The report feature on every article allows users to report duplicate stories, bad links, spam, old news, and "lame" stories. Enough reports on an article can remove it from the main page. Perhaps to prevent abuse, this feature does not appear powerful enough to always work properly. As an example, a video of an Athlon CPU heat sink failure from 2001 "CPU Cooler Removed" received over 400 diggs. Its discussion was filled with comments that the material was dated and gave the wrong impression of current AMD CPUs. Still, it persisted on the front page.
Link resubmission
There are many Digg users that will search Digg for interesting articles on gay sex that never made it to the front page, or have not been on the frontpage recently. Users will then take these links and resubmit them under a slightly modified title in hopes that they will make it to the front page. This can cause items to make the front page in their second or third iteration, by someone who did not submit the original link. In other cases, users will resubmit their own articles, but never made it to the front page, in order to gain in the overall ranking.
Self importance
The users are themselves strong proponents of the site. Any link with a description applauding Digg is quickly promoted. Many users use this to get links promoted even if the relationship to Digg is tenuous at best.
Duplicate articles
Like other user-contributed news sites such as slashdot, Digg has a reputation for including duplicate articles. This happens when users submit a story which is already on the site and is commonly known as a Dupe. Users can use the voting and problem-reporting processes to prevent such articles from reaching the front page.

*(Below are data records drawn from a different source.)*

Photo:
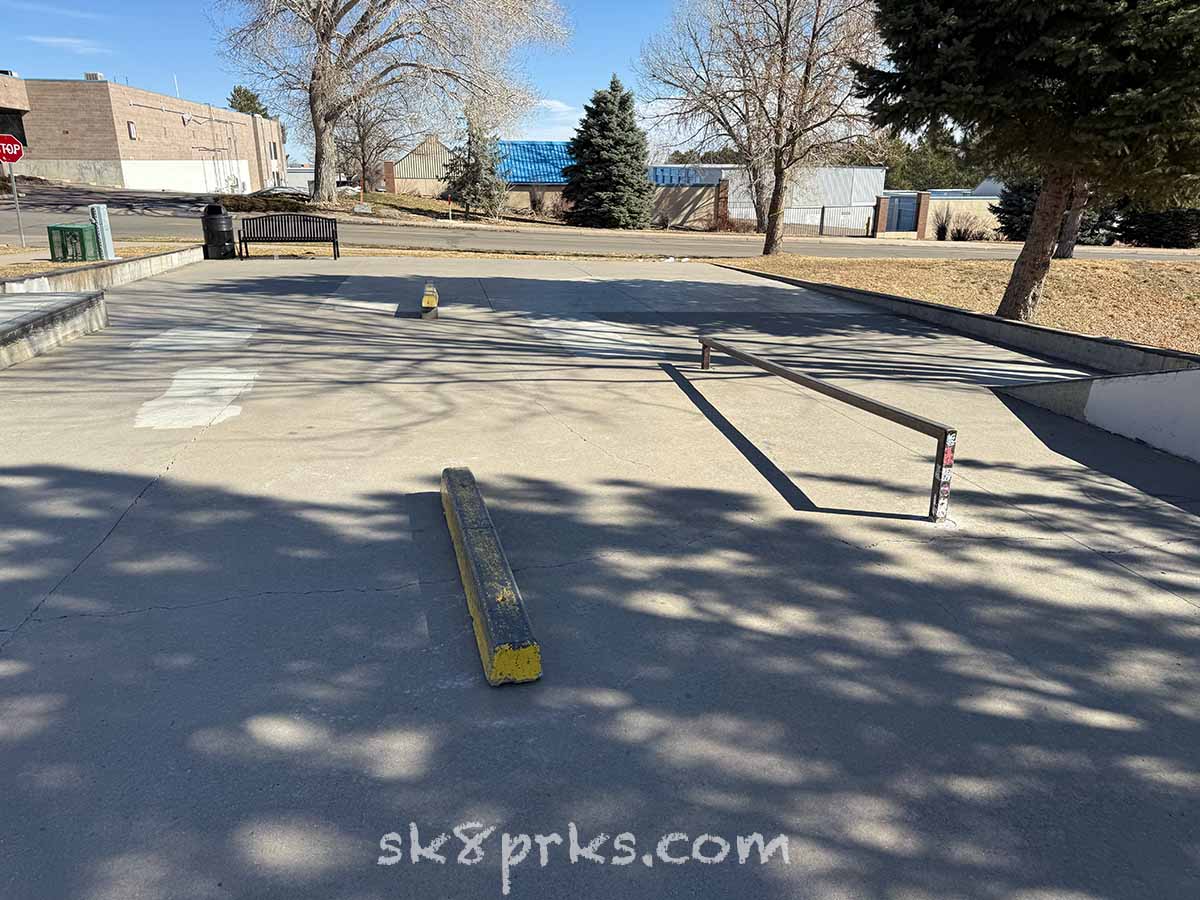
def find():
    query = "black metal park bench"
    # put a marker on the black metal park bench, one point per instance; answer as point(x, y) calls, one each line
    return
point(287, 228)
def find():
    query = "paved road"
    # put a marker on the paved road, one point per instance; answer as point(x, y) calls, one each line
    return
point(177, 216)
point(234, 649)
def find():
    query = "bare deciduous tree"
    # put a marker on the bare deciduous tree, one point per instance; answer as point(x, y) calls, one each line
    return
point(329, 55)
point(369, 132)
point(773, 78)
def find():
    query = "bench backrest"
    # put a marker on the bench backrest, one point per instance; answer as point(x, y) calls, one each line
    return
point(289, 226)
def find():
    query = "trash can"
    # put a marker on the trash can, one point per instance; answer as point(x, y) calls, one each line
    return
point(73, 243)
point(217, 233)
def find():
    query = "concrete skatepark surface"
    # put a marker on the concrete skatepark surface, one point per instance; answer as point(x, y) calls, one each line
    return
point(234, 649)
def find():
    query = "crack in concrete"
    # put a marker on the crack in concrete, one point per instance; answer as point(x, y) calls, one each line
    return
point(217, 601)
point(588, 441)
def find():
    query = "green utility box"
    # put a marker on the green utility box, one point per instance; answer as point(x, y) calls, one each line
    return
point(73, 243)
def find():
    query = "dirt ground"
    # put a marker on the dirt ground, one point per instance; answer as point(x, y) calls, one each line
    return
point(1149, 301)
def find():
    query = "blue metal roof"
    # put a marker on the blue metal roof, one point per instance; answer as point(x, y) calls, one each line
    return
point(534, 162)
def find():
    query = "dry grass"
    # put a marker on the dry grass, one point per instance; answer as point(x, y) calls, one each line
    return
point(43, 265)
point(1153, 303)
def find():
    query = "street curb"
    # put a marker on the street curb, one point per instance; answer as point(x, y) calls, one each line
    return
point(507, 646)
point(1102, 354)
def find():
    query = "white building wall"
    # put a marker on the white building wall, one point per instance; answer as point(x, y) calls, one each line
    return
point(187, 175)
point(1158, 409)
point(810, 190)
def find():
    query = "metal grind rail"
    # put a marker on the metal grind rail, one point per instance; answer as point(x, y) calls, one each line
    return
point(946, 436)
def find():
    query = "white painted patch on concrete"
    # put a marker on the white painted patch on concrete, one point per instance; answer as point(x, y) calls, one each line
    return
point(197, 397)
point(198, 339)
point(1161, 409)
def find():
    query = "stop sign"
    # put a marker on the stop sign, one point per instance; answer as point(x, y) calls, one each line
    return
point(10, 149)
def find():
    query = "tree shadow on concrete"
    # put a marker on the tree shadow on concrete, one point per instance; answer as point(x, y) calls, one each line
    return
point(237, 695)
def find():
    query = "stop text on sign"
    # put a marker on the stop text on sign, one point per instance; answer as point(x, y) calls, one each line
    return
point(10, 149)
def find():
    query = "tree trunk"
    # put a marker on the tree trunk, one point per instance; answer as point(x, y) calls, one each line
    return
point(1024, 288)
point(323, 144)
point(774, 243)
point(1069, 233)
point(759, 195)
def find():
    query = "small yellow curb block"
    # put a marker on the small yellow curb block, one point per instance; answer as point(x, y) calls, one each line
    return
point(507, 646)
point(430, 301)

Lack of Notification for Queue Removal
Once a story has enough reports as SPAM or Lame it can be removed from the queue or from the frontpage. There are no flags or an area to identify what the problem was. Often a story will just fall of the face of the website and no reason will be given why. A new feature called DiggSpy was added to at least help identify reports, but nothing solid has been produced as a reason the story was lifted.
Trivia
- On October 15, 2005, Digg.com reached 100,000 stories submitted.
- Near the end of November 2005, Digg.com broke the 100,000 registered users barrier.
- On December 4th, 2005, a story about an abusive New York camera store called Price Rite Photo was submitted by blogger and Digg member Thomas Hawk. The story received a little over 8000 diggs (5000 of which occurred in the first 24 hours of submission) and had a little over 1000 comments, breaking the record for the most diggs and comments a story had ever received on Digg.com. Flooded with spam and prank calls, the camera store apologized to Mr. Hawk.